KI in Europa: Zwischen Innovation und ethischen Grenzen

 

Nach 38 Stunden Verhandlungen an drei aufeinanderfolgenden Tagen haben die Verhandlungspartner:innen des Europäischen Parlaments und des Rats der Europäischen Union vergangene Woche in der Nacht auf Samstag eine politische Einigung zum Gesetz über künstliche Intelligenz (AI Act) erzielt. Das Gesetz stellt damit das erste umfassende Regelwerk für die Nutzung von KI in der EU dar und sucht auch sonst noch weltweit seinesgleichen.
Den Anstoß für den AI Act leiferte bereits im April 2021 ein entsprechender Vorschlag der Europäischen Kommission, um die Nutzung von KI-System im europäischen Raum sicher zu gestalten und die Grundrechte der Europäer:innen zu schützen. Geeinigt haben sich Rat und Parlament nun auf einen risikobasierten Ansatz beim Umgang mit KI, Systeme werden also künftig drei Risikogruppen zugeteilt.
Für Systeme, die als hochriskant eingestuft werden, gelten künftig strengere Regelungen in Sachen Risikomanagement, Transparenz und Cybersicherheit. Es soll genau dokumentiert werden, wie die KI-Modelle trainiert und getestet werden, um nachzuverfolgen, ob urheberrechtliche Regelungen eingehalten wurden.
An Systeme, die nur ein minimales Risiko für die Sicherheit der Bürger:innen aufweisen, darunter fallen beispielsweise Spam-Filter oder Videospiele, werden keine Anforderungen gestellt.

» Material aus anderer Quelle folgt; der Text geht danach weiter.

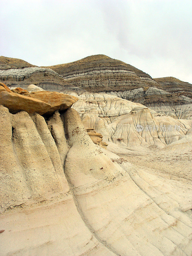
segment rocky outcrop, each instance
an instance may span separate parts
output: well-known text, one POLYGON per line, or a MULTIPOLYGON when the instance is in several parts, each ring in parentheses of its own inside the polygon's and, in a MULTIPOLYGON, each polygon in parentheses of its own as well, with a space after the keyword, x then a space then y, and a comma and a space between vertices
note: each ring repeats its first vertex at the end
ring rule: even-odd
POLYGON ((191 97, 192 84, 172 77, 154 78, 162 88, 170 92, 191 97))
POLYGON ((10 58, 0 56, 0 69, 7 69, 18 68, 37 67, 19 59, 10 58))
POLYGON ((107 93, 140 103, 156 112, 178 119, 192 119, 192 100, 155 87, 107 93))
MULTIPOLYGON (((2 88, 7 87, 4 84, 2 88)), ((24 110, 28 114, 37 113, 50 115, 56 110, 63 111, 70 108, 78 98, 74 96, 55 92, 46 91, 29 93, 26 90, 17 88, 10 92, 0 92, 0 104, 7 108, 12 113, 24 110)))
POLYGON ((190 255, 190 183, 98 147, 74 109, 47 123, 1 106, 0 145, 2 256, 190 255))
POLYGON ((103 136, 102 134, 97 132, 93 128, 89 128, 87 129, 87 132, 88 135, 95 144, 99 145, 104 148, 106 148, 106 147, 108 146, 108 144, 103 141, 103 136))
POLYGON ((192 125, 192 120, 173 118, 139 103, 102 93, 82 93, 73 108, 86 129, 92 128, 104 141, 131 148, 140 145, 160 147, 178 140, 192 125))
POLYGON ((36 112, 43 115, 51 109, 50 104, 42 100, 7 92, 0 92, 0 105, 7 108, 13 113, 24 110, 29 114, 36 112))
POLYGON ((26 93, 25 95, 50 105, 51 108, 47 112, 48 114, 57 110, 63 111, 71 107, 78 100, 74 96, 56 92, 37 92, 26 93))
POLYGON ((34 84, 45 90, 57 91, 69 84, 53 70, 36 67, 0 68, 0 81, 11 87, 26 89, 29 85, 34 84))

Per se verboten werden KI-Systeme, deren Risiko als unannehmbar eingestuft wird. Dazu zählen jene Systeme, die in der Lage sind menschliches Verhalten zu manipulieren oder ungezielte biometrische Erkennung aus dem Internet und über Überwachungskameras ermöglichen. Die Zulassung von biometrischer Identifizierung im öffentlichen Raum wird nur in Notfallsituationen erlaubt, wenn nach einer bestimmten Person gesucht wird und nur dann, wenn eine Gefahr für Leib und Leben besteht. Ebenso verboten ist das aus China bekannte Social Scoring, mit dem die Vertrauenswürdigkeit einer Person beurteilt wird. Dies gilt als unvereinbar mit den europäischen Werten.
Um einheitliche Standards zu gewährleisten und nationale Alleingänge zu vermeiden, wird innerhalb der EU-Kommission eine spezielle KI-Behörde eingerichtet, die eine Schlüsselrolle bei der Überwachung und Durchsetzung der KI-Regelungen spielen wird.
Insgesamt demonstriert die KI-Verordnung ein klares Bekenntnis zu einem verantwortungsbewussten und ethisch vertretbaren Umgang mit einer der entscheidensten Technologien unserer Zeit – und wird deshalb allgemein als begrüßenswert bezeichnet. Allerdings kam auch Kritik an den strengeren Regeln von großen Mitgliedstaaten wie Frankreich und Deutschland, die eine Bremsung von Innovationen befürchten. Insbesondere für Start-Ups könnte die Umsetzung der Dokumentationspflichten schwieriger zu bewerkstelligen sein, als für große Unternehmen wie beispielsweise OpenAI.
In den kommenden Wochen werden die technischen Details der Verordnung genauer erarbeitet und Rat und Parlament müssen den AI Act, wenn auch nur pro forma, offiziell annehmen. Bis das Gesetz dann schlussendlich Geltung erlangt, werden laut Einigung noch zwei Jahre vergehen.